RFI : L’ex-Zaïre qui est devenu la République démocratique du Congo a connu la dictature, des conflits, des dizaines de milliers femmes violées. Avec 4 millions de morts entre 1998 et 2004, selon les estimations du International Rescue Committee, la guerre au Congo est la plus meurtrière depuis la Seconde guerre mondiale. Peut-on dire que votre film est un film de gangster, mais, en filigrane, toutes ces violences sont aussi présentes dans votre film ?
D.T.W.M. : J’ai choisi de faire un polar parce que c’est un genre qui vous permet de créer une forme de divertissement, mais aussi d’avoir un conflit social. Ce conflit social est posé d’une manière qui n’est pas problématique. Il n’est pas nécessaire de jeter la pierre à quelqu’un. On est dans le divertissement, mais en même temps on parle de la société. Et tout le monde le reconnaît. C’est une forme assez belle et efficace pour cela.
RFI : Vous brisez des tabous en mettant en avant le côté vibrant et poétique de Kinshasa au milieu du crime et la corruption et non pas au milieu d’un regard sur la misère. Vous montrez un prêtre corrompu, l’amour homosexuel, les bordels… En revanche, les scènes de sexe très osées de la belle Nora sont incarnées par une actrice française, Manie Malone. D’origine ivoirienne, elle a appris pour le tournage le lingala qu’elle parle avec un accent français. Tous les autres acteurs ont été des Congolais formés sur place à Kinshasa. Une Congolaise dans le rôle de Nora aurait trop choqué au Congo?

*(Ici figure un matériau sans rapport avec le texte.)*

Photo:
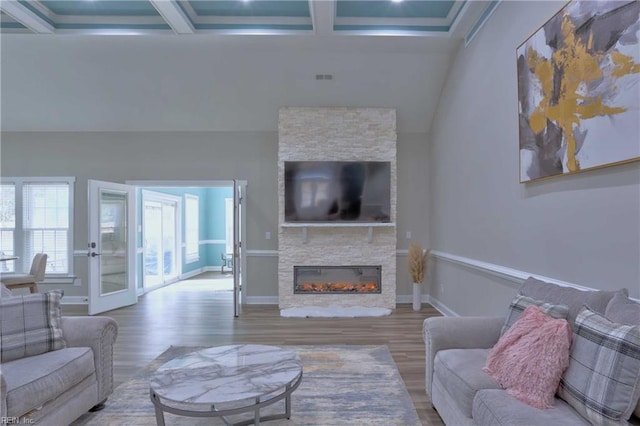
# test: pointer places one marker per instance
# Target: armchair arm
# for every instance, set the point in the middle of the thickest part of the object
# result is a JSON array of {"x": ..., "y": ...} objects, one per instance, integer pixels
[
  {"x": 442, "y": 333},
  {"x": 98, "y": 333}
]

D.T.W.M. : C’est ça. Le choix de Manie Malone a été plutôt le fait qu’on n’a pas trouvé notre candidate qui correspondait au film. Avec aussi tout l’aspect pudique de notre société congolaise où l’on refuse de parler de la sexualité. Cela a fait que dans le casting je me suis de plus en plus tourné vers l’étranger et j’ai choisi une actrice française qui a appris la langue et qui a joué le rôle d’une expatriée qui vit au Congo. Si j’avais trouvé une comédienne africaine ou congolaise qui auvait joué aussi bien, cela se serait fait. Mais notre société est à un stade où il y a encore beaucoup de pudeur et c’est difficile d’aller au-delà.
RFI : Un autre élément du film est la haine entre Angolais et Congolais. Est-ce que cela reflète une réalité actuelle ?

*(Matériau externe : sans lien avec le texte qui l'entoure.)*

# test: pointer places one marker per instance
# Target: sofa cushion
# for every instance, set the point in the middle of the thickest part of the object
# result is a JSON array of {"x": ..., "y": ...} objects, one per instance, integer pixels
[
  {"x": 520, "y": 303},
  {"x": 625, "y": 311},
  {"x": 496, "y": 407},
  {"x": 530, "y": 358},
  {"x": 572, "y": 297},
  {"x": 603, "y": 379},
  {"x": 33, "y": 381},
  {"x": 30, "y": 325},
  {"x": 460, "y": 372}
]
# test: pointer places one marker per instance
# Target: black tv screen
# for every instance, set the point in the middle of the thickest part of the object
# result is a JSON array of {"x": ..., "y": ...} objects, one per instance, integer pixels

D.T.W.M. : Je ne voulais pas spécialement parler des Congolais et des Angolais, mais du racisme en Afrique en général.
RFI : Mais cette réalité existe. Par exemple, en Angola, les lingalaphones sont considérés comme des Congolais, et citoyens de seconde zone.

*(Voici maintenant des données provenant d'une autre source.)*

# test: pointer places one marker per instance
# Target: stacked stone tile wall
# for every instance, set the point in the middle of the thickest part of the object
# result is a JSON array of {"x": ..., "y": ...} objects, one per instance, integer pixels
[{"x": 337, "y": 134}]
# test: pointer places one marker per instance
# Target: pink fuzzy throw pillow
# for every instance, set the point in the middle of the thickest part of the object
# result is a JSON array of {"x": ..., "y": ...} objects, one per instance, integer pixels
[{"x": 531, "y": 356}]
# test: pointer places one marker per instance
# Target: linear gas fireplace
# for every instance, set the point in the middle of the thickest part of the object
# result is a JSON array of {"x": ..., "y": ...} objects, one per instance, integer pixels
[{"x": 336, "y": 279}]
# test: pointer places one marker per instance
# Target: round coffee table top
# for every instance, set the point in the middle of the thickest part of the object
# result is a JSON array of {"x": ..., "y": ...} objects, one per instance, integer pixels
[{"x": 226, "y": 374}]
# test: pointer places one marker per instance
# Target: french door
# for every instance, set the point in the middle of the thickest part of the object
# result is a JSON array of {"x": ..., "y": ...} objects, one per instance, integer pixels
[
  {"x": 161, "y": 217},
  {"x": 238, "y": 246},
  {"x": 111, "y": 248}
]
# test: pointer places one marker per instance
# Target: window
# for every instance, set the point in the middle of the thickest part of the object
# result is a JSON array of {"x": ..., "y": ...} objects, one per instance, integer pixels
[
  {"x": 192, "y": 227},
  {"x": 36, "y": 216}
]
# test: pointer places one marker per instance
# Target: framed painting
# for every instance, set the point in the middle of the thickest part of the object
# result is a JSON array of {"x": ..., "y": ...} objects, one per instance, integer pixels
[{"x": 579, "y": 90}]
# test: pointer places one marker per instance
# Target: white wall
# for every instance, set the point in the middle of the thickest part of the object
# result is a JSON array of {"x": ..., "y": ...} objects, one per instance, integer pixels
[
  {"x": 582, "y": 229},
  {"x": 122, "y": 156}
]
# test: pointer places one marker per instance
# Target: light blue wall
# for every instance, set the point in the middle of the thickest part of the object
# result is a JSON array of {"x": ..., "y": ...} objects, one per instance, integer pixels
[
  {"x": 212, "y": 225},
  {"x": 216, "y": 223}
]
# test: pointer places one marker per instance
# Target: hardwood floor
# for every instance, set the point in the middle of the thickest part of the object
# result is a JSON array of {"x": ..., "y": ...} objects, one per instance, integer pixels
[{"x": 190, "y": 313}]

D.T.W.M. :Oui, cela existe, mais lorsque je regarde la mission des Nations unies qui sont au Congo depuis une dizaine d’années, quand je regarde la manière dont les Africains qui sont ici parlent des autres Africains, la réception qu’on a de l’autre, je trouve que le racisme est une chose dont on ne parle pas suffisamment. C’est un vrai problème. C’était une façon d’en parler.
RFI : Vous avez réalisé aussi des documentaires qui parlent de la violence faite aux femmes, vous avez soutenu et produit d’autres documentaires comme Dames en attente qui montre une maternité à Kinshasa, à l’image d’une société qui déraille. Après le succès de Viva Riva !, avez-vous le sentiment qu’on parle plus efficacement des maux d’une société à travers l’impact et la fascination d’un polar qu’avec un documentaire qui reste - au niveau du public - confidentiel ?
D.T.W.M. : La raison pour laquelle je fais les deux c’est que je ne pense pas que la fiction aille contre le documentaire. Ce sont des choses complémentaires. Une société a besoin des deux. C’est bien que les gens puissent aller au cinéma pour voir un divertissement ou un polar qui reflète la société, mais il est aussi fondamental d’avoir des images du réel. C'est pour cela je continue de faire et de produire des documentaires. Mais il est aussi important de faire la fiction, parce que cela parle à deux endroits différents du cerveau, à deux parties différentes de la société. Ce sont deux aspects du même travail qui se complètent.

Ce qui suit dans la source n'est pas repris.